O homem que aparece no vídeo fazendo críticas em relação às urnas eletrônicas se chama Felipe Lintz. Ele foi candidato a prefeito de Mogi das Cruzes, em São Paulo, pelo PRTB. Terminou a eleição em quarto lugar, com 16.971 votos. De acordo com o sistema de divulgação de Candidaturas e Contas Eleitorais (DivulgaCandContas) do TSE, ele tem 26 anos e não há registro de que tenha disputado eleições anteriores. Ele também não declarou sua ocupação à Justiça Eleitoral.
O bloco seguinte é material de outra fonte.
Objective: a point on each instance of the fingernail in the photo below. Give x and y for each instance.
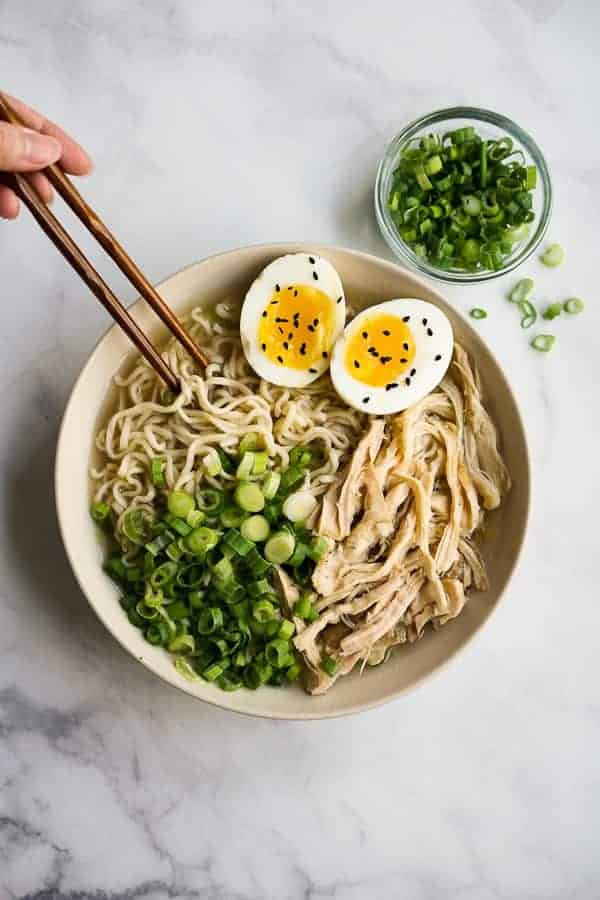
(39, 149)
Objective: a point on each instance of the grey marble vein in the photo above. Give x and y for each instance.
(215, 125)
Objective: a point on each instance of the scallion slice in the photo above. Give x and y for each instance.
(573, 306)
(543, 342)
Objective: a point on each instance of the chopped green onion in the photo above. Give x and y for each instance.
(249, 497)
(180, 504)
(202, 539)
(552, 311)
(271, 484)
(195, 518)
(329, 665)
(521, 290)
(528, 313)
(183, 643)
(100, 512)
(255, 528)
(157, 466)
(298, 506)
(263, 610)
(280, 547)
(135, 524)
(574, 306)
(286, 629)
(543, 342)
(185, 668)
(210, 500)
(553, 255)
(238, 542)
(258, 588)
(223, 570)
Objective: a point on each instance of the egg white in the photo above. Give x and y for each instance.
(429, 370)
(294, 268)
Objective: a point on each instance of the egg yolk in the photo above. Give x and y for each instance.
(380, 350)
(296, 326)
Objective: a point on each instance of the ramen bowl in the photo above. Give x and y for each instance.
(367, 280)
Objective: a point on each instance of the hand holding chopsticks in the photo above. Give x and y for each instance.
(22, 185)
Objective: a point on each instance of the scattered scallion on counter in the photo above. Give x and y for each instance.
(573, 306)
(196, 577)
(461, 201)
(543, 342)
(552, 311)
(553, 255)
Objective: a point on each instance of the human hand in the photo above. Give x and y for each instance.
(33, 148)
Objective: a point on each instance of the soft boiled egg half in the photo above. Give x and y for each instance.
(291, 317)
(392, 355)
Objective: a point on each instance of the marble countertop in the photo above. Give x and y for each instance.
(212, 126)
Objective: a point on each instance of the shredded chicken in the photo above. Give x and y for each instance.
(403, 517)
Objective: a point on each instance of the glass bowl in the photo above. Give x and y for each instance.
(489, 125)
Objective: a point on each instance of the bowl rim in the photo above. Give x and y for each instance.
(61, 474)
(480, 114)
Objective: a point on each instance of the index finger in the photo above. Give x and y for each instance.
(74, 159)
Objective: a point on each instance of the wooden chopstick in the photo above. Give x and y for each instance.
(107, 240)
(69, 249)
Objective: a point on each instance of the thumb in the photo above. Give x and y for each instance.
(24, 150)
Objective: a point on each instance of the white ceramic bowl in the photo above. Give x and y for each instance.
(367, 280)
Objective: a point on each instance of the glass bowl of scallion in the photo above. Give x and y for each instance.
(463, 195)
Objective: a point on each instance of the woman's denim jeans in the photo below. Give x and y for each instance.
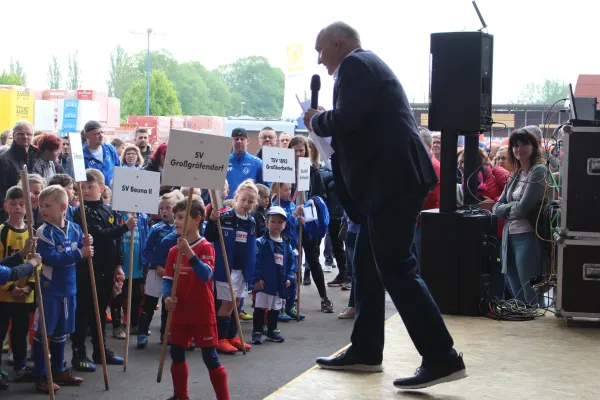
(523, 263)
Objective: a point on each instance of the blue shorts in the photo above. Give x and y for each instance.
(60, 315)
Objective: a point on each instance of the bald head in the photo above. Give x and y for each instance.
(341, 30)
(334, 43)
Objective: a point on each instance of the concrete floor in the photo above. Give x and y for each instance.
(254, 376)
(540, 359)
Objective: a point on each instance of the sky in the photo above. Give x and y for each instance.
(532, 38)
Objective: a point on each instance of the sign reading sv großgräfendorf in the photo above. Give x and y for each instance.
(196, 159)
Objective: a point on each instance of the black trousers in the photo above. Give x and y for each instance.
(118, 305)
(336, 244)
(19, 329)
(385, 259)
(312, 252)
(85, 315)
O Comprova enviou e-mail para o endereço de contato disponível na página no dia 9 de julho, uma sexta-feira. Na segunda, dia 12, o vídeo não estava mais disponível para o público no YouTube e não era mais possível encontrá-lo na página do Facebook.

Por que investigamos?

Atualmente em sua quarta fase, o Comprova verifica conteúdos suspeitos sobre políticas públicas do governo federal e a pandemia de covid-19 que tenham viralizado nas redes sociais. Publicações que questionam a segurança das urnas eletrônicas são importantes de serem checadas porque colocam em risco a confiança dos cidadãos nas eleições diretas.

O vídeo verificado pelo Comprova teve 513 mil visualizações no Facebook e foi assistido 147 mil vezes no YouTube, pelo menos até o dia 9 de julho.

Estadão Verifica e a Agência Lupa já verificaram o mesmo conteúdo e o classificaram como fora de contexto e falso, respectivamente.

Anteriormente, o Comprova também já mostrou que o sistema de votação eletrônica pode ser auditado; que a Smartmatic nunca vendeu urnas para o Brasil; e que o resultado de uma enquete sobre o voto impresso não reflete a opinião da população.

Para o Comprova, falso é o conteúdo inventado ou que tenha sofrido edições para mudar o seu significado original e divulgado de modo deliberado para espalhar uma mentira.

Desde 2020 o Correio de Carajás integra o Projeto Comprova, que reúne jornalistas de 33 diferentes veículos de comunicação brasileiros para descobrir e investigar informações enganosas, inventadas e deliberadamente falsas sobre políticas públicas e a pandemia de covid-19 compartilhadas nas redes sociais ou por aplicativos de mensagens.